Pazartesi günü yürüyüşünü yaparken bir anda Stollen ekmeğimi yapmak için uygun bir zaman bulduğumu düşündüm. Aslında bizim Karadeniz’de yöresel bir ekmeğimiz var: Balkabaklı, pırasalı, içine tatlı patates bulup koyduğunuzda tadı arş-ı âlâya çıkan, bulamadığınızda normal patates ile de kendini yutturmayı başarabilen mısır unlu bir ekmek. Buna “miritözüm” deniliyor. Kışın annemle birlikte evlerimizde bunu sıklıkla yapıyoruz ve ikimiz de yemeyi de yapmayı da çok seviyoruz. Seneler içerisinde bu bizim sevgi dilimiz haline geldi. Annemle birtakım yapılış farklılıklarımız var, ben fırında yapmayı severken o ocağın üzerinde yapmayı tercih ediyor. Ben balkabağı tadını yükseltmek için içine çok azıcık şeker de koyuyorum. Ve fırında kurumasını engellemek için de süt veya süt kreması veya sadece krema… Annem ocaküstü sevdiğinden bunların hiçbirini tercih etmiyor ama onun yaptığı ekmek de inanılmaz lezzetli. Daha organik, daha ehlileştirilmemiş bir tat. Annem herkesin bu ekmeği sevmesini de çok umursamıyor. Gelenekten gelmek böyle bir şey. Ben ise yaptığım ekmeğe herkes bayılsın istiyorum. Aslında biraz da fazla uğraşmayı seviyorum. Bana göre terapötik olan bu uğraşma eylemi, annem için orijinalinin bozulması. Ama yine de iyi anlaşıyoruz ve her çeşidini severek yiyoruz… 

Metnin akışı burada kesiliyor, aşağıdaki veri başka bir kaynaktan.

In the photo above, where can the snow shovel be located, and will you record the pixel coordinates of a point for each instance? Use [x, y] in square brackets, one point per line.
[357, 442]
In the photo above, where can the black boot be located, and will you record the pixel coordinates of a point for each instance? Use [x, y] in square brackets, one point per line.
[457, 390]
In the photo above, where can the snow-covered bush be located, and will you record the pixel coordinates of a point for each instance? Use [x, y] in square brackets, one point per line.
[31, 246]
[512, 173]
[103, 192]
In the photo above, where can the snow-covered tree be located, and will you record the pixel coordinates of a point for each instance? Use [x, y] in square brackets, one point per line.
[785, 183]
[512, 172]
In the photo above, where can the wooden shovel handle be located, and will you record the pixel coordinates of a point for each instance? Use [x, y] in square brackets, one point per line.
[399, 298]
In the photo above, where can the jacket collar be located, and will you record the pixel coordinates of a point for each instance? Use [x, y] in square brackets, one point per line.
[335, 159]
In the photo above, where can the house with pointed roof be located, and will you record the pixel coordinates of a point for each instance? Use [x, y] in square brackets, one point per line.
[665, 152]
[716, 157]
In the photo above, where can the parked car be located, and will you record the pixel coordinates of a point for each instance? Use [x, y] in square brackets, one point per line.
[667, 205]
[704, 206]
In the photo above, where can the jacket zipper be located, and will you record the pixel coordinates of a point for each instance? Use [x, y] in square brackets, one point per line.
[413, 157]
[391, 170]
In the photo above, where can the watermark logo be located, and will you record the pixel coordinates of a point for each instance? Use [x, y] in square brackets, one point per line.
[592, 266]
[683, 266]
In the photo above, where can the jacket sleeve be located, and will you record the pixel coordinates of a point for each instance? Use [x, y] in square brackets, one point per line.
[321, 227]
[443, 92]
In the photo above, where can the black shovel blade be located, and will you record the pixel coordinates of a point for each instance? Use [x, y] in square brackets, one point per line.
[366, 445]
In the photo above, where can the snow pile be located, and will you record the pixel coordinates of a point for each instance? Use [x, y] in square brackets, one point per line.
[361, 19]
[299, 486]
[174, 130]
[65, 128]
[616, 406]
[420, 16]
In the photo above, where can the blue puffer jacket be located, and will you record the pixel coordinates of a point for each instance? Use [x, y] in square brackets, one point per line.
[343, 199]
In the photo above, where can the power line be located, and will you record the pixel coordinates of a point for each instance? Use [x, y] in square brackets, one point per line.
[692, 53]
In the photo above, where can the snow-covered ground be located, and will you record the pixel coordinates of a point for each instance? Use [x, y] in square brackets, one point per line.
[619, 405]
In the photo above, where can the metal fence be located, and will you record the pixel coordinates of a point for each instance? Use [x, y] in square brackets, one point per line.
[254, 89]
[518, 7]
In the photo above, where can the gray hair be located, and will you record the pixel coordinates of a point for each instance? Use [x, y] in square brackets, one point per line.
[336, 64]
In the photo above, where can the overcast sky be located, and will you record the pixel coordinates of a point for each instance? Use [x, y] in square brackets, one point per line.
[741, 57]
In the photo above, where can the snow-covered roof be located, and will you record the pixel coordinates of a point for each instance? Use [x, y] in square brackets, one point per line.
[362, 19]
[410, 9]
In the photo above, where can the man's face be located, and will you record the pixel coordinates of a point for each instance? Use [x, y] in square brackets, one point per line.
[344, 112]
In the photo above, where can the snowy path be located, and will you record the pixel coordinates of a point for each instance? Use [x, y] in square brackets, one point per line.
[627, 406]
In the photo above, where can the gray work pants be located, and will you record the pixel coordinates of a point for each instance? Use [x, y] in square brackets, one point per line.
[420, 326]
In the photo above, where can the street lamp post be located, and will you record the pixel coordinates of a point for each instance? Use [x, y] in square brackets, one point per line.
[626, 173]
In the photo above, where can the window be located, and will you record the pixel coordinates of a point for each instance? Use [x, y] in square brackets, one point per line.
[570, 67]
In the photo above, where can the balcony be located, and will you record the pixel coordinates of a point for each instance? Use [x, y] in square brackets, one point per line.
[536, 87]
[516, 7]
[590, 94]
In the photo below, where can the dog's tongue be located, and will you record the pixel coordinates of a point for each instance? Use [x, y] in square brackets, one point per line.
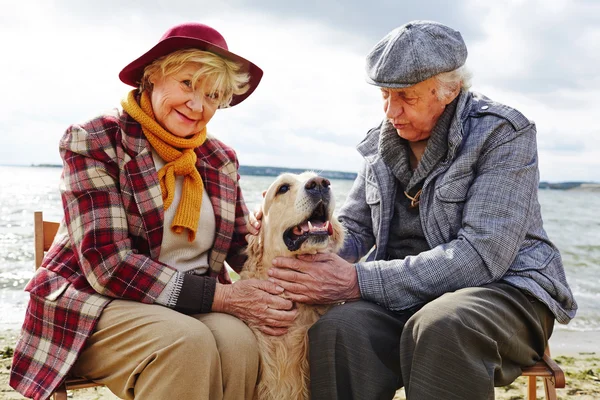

Ne diyordum… Miritözüm. Bu ekmeğin yapım videosunu evde kendi kendime birkaç kere çektim ancak yayınlamak için yeterince iyi olmadığını düşündüğüm için iki seferde de kaldı. Aslında genel olarak mutfakla ilgili hayallerim var. 2 metrekarelik mutfağımda o kadar çok şey yaptım ve o kadar çok şeyle uğraştım ki bunun eğlenceli bir tarafı olduğunu düşünüyorum. Salona açılan servis penceresinden beni izleyen arkadaşlarım da genel olarak aynı fikirdeydi hep. Ama işte… Niye olmadı? Konseptim bile hazırdı: "2m²". Evet bu kadar. 2 metrekare (aslında bence o kadar bile değil) olmayan mutfakta aslında ne kadar keyifli vakit geçirilebileceği üzerine bir şeyler çekmek istiyordum. Mutfak sadece yemek yapılan değil, Fever Ray'in Seven şarkısında dediği gibi "7 yaşındayken aşk ve bulaşık tabletleri üzerine konuşabileceğiniz" bir yer... Biraz dertleşirdik, güzel olmaz mıydı? Öf hayaller...


Tüm bu miritözüm hikayesinden sonra artık Almanya’da denediğim ve çok beğendiğim stollen ekmeğini yapmak için doğru bir zaman olduğunu anlamıştım. 3 haftalık ekmek yapım sürecine hemen başlarsam kardeşimin beni ziyarete geldiği zamana ekmeği yetiştirebilirdim. Stollen için almam gereken her şeyi, evde halihazırda bulunan farklı bir eşiyle değiştirmeyi daha uygun buldum kendi kendime. Portakal kabuğu rendesi şekerini evde kendim yapacaktım (bir kere ocakta portakal kabuklarını şurubun içinde kaynamaya bırakınca yanmıştı, tekrar deneyecektim). Evdeki kuru üzümler az gelecekti, ben de evdeki komşunun umre hurmasından ekleyecektim. Tüm bunların yanına çok alakasız olarak bir de kavun kurusu gelmişti (haha, ne alaka değil mi? Koz’dan kuru kayısı alırken her zamanki gibi bilincimi kaybetmişim ve sonrasında kuru kavunu da stollen’e koymak iyi bir fikir gibi gelmişti -ya da kendimi buna inandırmayı tercih etmiştim). Stollen artık Almanlıktan çıkmış, yarı Levanten, yarı İstanbulite bir hale gelmişti ama yine de problem değildi. Biz iyi anlaşacaktık. Ekmeklerle genel olarak iyi anlaşıyordum ve bu durumdan memnunduk…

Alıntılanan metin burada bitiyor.